So the punchline to the whole spinach scare is that the growers were warned:
Just 10 months before fresh spinach started sending people to the hospital, state and federal officials warned Salinas Valley growers and packers to clean up their act after a decade of deadly E. coli bacteria breakouts.My second reaction to this story (after 'wow, I'm surprised that the FDA under Bush did anything at all') was that this is beautifully illustrates the inanity of the anti-regulatory position.
In November 2005, the FDA sent a letter to growers, packers, processors and shippers warning them to improve produce safety....
The recent outbreak is the 20th time in a decade that leafy greens from Monterey County have been contaminated by the deadly O157:H7 strain of E. coli bacteria.
In a libertarian utopia, regulation is unnecessary because the market takes care of these things. The market takes care of these things because business always make rational decisions that advance their own interests.
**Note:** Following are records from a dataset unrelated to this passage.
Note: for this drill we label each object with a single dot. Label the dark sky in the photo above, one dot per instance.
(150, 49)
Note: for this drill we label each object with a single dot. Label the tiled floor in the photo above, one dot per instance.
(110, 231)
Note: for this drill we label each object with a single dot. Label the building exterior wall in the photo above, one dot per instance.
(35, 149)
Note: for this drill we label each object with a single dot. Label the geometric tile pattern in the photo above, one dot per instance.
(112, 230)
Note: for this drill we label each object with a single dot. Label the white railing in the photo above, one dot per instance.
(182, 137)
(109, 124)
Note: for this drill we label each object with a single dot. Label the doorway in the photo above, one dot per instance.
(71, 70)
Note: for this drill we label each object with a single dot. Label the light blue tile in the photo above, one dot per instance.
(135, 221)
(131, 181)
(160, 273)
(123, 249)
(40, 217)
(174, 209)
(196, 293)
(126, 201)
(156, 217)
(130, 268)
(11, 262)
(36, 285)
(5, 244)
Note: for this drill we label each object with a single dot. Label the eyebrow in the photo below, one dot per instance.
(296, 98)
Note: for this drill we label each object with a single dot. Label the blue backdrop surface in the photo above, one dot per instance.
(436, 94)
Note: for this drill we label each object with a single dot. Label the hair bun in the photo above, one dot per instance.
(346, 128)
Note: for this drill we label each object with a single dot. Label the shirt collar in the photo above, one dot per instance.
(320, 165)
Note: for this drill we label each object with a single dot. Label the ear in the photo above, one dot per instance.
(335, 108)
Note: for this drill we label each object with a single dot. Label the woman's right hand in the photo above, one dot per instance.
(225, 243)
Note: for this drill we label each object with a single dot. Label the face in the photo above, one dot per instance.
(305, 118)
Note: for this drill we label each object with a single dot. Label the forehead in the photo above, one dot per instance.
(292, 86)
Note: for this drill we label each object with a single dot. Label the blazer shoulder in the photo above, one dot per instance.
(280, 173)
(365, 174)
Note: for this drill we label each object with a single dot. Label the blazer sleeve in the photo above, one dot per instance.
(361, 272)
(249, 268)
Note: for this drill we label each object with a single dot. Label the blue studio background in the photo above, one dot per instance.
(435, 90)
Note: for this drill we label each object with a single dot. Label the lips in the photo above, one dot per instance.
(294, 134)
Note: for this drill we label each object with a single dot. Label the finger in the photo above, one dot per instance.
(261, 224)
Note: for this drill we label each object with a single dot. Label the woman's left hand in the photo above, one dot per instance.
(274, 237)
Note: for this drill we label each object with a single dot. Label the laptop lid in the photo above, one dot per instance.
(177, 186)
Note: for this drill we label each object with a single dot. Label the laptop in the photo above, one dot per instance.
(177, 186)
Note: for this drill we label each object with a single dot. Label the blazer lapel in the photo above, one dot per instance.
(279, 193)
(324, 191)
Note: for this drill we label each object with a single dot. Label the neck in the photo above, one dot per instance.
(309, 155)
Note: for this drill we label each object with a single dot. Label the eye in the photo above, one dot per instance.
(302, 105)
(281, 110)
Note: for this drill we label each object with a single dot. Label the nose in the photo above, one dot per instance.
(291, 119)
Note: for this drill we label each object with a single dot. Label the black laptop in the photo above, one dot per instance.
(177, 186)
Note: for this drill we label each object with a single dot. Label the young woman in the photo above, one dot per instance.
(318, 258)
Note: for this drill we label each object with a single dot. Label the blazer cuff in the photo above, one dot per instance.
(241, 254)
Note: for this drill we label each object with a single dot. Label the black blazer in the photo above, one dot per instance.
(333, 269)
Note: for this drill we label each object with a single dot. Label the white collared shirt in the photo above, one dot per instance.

Except in this case, the growers didn't. They were warned (by a regulatory agency) to improve the safety of their product; they decided not to, and as a result their industry is taking a hit that will take years to recover from.
But here's the thing: in a regulation-free environment, it would be rational for the growers to take shortcuts with product safety. In the absence of regulation, we consumers wouldn't have gotten any reliable information about the contaminated spinach. Neighbors could be dropping dead from e coli infections and we would have no idea. And what that means is that unless the toll gets above, say, five percent, there's no market penalty for killing your consumers.
Update: In comments, Nobody in Particular notes something I had missed:
Also, I love the name of the culprit brand: "Earthbound Farm's Natural Selection label ... "Appropriate indeed.